Marco Aurelio Pérez lobte die aktive Zusammenarbeit der Guardia Civil in der Arguineguín-Schlucht und beim Zugang zu den Ortschaften sowie die Beamten des Nationalen Polizeikorps und des Zivilschutzes, die insbesondere die Aktionen der Sozialdienste begleitet haben.

 

Unzivilisierte Radfahrer

Der Bürgermeister berichtete, dass sich in den zwei Regentagen 287 Liter Wasser pro Quadratmeter in den mittleren und oberen Lagen der Gemeinde angesammelt hätten und dass der Cabildo aufgrund der angesammelten Regenfälle auf dem Gipfel der Insel heute Nachmittag beschlossen habe, die Notlage auf Stufe 1 zu erhöhen, was bedeutet, dass die gesamte Koordinierung und Unterordnung der kommunalen Rettungsdienste weiterhin in den Händen des Cabildo liegt.

 

Marco Aurelio Pérez appellierte an die Bevölkerung, unnötige Fahrten zu vermeiden, insbesondere um die Rettungsdienste nicht zu behindern.
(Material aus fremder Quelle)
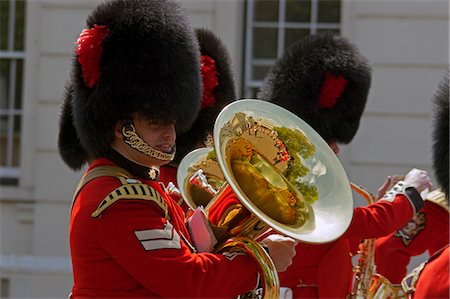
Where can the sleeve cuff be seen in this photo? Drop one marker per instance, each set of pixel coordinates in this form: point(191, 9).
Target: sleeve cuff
point(414, 198)
point(407, 190)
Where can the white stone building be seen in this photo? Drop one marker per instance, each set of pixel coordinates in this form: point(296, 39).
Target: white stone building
point(407, 42)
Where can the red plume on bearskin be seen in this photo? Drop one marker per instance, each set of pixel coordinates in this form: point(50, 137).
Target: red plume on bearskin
point(134, 56)
point(324, 80)
point(218, 91)
point(89, 49)
point(209, 79)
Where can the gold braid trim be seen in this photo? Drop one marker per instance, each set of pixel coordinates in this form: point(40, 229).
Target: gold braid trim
point(133, 191)
point(136, 142)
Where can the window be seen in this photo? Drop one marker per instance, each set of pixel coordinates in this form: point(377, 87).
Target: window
point(12, 55)
point(273, 25)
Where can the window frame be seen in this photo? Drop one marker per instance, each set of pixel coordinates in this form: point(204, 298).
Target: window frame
point(249, 83)
point(12, 56)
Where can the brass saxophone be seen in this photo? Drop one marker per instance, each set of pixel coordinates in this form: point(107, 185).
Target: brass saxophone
point(367, 283)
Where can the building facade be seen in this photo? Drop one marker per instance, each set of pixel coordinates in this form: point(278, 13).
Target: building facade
point(407, 43)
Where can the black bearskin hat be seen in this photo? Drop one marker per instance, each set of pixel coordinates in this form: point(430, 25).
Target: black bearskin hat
point(134, 57)
point(324, 80)
point(218, 91)
point(440, 134)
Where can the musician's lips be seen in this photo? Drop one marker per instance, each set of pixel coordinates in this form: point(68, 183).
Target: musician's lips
point(165, 148)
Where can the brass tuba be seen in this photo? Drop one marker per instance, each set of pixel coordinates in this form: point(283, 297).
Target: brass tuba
point(284, 175)
point(367, 283)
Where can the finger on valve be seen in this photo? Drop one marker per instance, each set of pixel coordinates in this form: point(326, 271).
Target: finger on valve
point(281, 250)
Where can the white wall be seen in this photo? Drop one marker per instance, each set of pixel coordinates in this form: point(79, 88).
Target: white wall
point(407, 43)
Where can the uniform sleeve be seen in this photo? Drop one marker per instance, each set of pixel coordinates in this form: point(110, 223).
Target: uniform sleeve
point(380, 219)
point(136, 235)
point(391, 258)
point(426, 231)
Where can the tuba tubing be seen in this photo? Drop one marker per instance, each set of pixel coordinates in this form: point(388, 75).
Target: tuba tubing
point(252, 160)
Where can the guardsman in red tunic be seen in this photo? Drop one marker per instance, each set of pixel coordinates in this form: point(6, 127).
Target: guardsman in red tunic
point(428, 231)
point(325, 80)
point(135, 79)
point(218, 91)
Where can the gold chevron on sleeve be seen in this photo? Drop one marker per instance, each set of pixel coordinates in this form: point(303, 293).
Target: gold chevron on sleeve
point(134, 191)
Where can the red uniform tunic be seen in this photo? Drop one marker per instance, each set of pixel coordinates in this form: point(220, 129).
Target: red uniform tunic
point(132, 251)
point(428, 231)
point(325, 270)
point(434, 280)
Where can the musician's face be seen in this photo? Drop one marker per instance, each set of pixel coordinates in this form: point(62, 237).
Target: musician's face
point(334, 146)
point(159, 136)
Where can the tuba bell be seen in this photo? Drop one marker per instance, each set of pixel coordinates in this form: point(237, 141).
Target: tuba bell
point(284, 177)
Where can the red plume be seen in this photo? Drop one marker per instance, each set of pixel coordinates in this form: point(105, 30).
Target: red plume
point(332, 88)
point(210, 81)
point(89, 49)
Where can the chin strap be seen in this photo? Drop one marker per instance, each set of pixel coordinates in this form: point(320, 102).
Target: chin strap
point(132, 139)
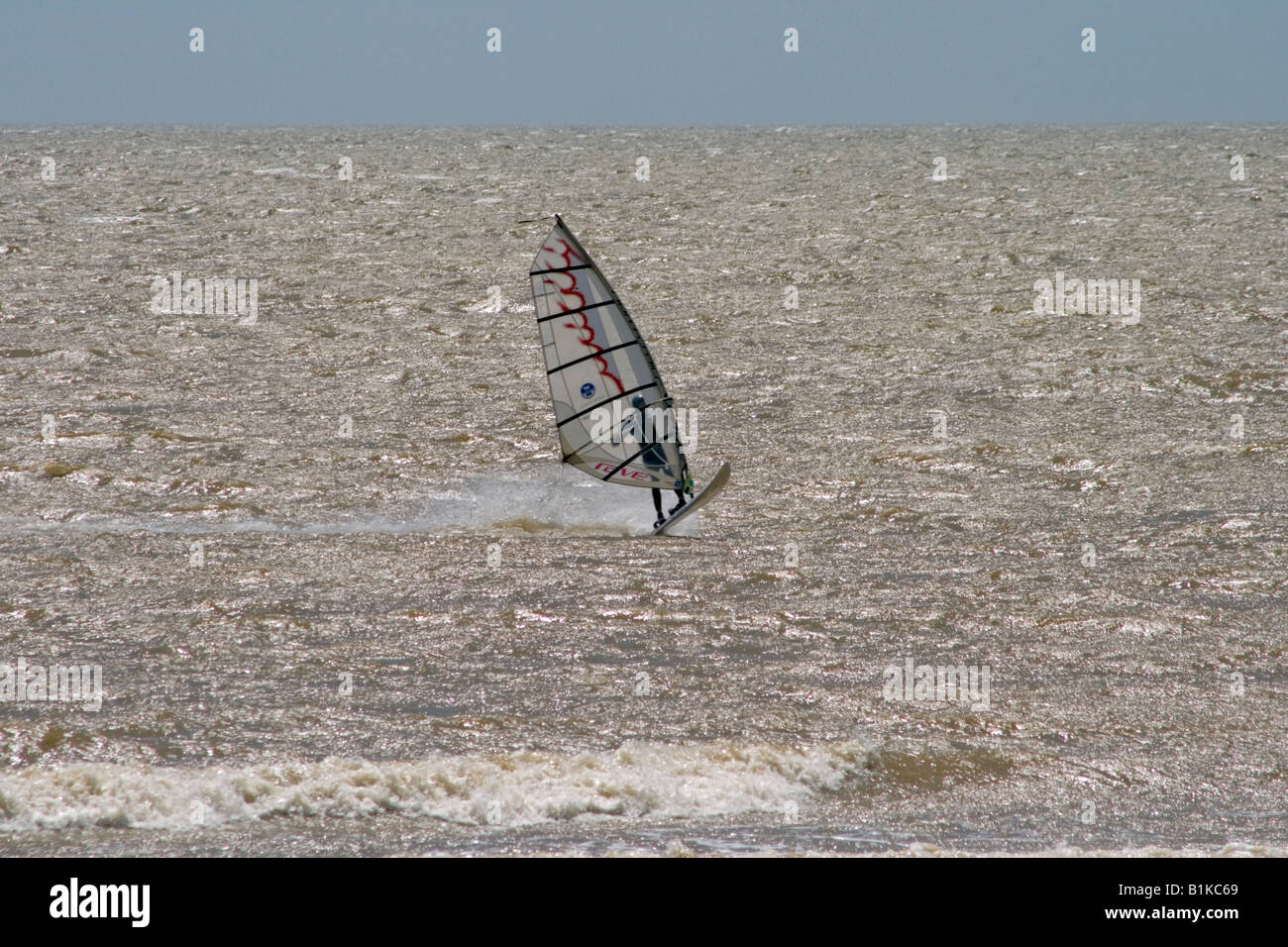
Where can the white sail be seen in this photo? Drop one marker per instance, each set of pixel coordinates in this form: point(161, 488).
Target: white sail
point(614, 418)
Der Bürgermeister kritisierte zudem die mangelnde Kooperationsbereitschaft vieler Radfahrer. „Viele Radfahrer haben die Empfehlungen ignoriert und sind auf gesperrten Straßen gefahren, was aufgrund des rücksichtslosen Verhaltens einiger von ihnen peinlich war.“ Er bat daher Radsportvereine und -verbände, an die Radfahrer zu appellieren, „denn die Empfehlungen gelten auch für sie, da auch sie ihr eigenes Leben riskieren und das Leben derer gefährden, die ihnen im Notfall zu Hilfe kommen müssen.“

 

GC-505

Bezüglich der Lage auf der Autobahn GC-505 betonte Marco Aurelio Pérez, dass diese sich „stündlich ändert“, da der heftige Regen und Wind im Gipfelbereich innerhalb von ein bis zwei Stunden das Barranco de Soria und das Becken von Arguineguín erreichen, da alle Schluchten im Gebiet von Ayacata und Cercados de Araña über die Ufer treten. „Der Wasserstand übersteigt die Kanäle, und wir stoßen auf viele Straßenabschnitte, die bis zu 20 Zentimeter hoch unter Wasser stehen und mit enormer Wucht überflutet sind, sodass selbst Einsatzfahrzeuge nicht passieren können“, erklärte er.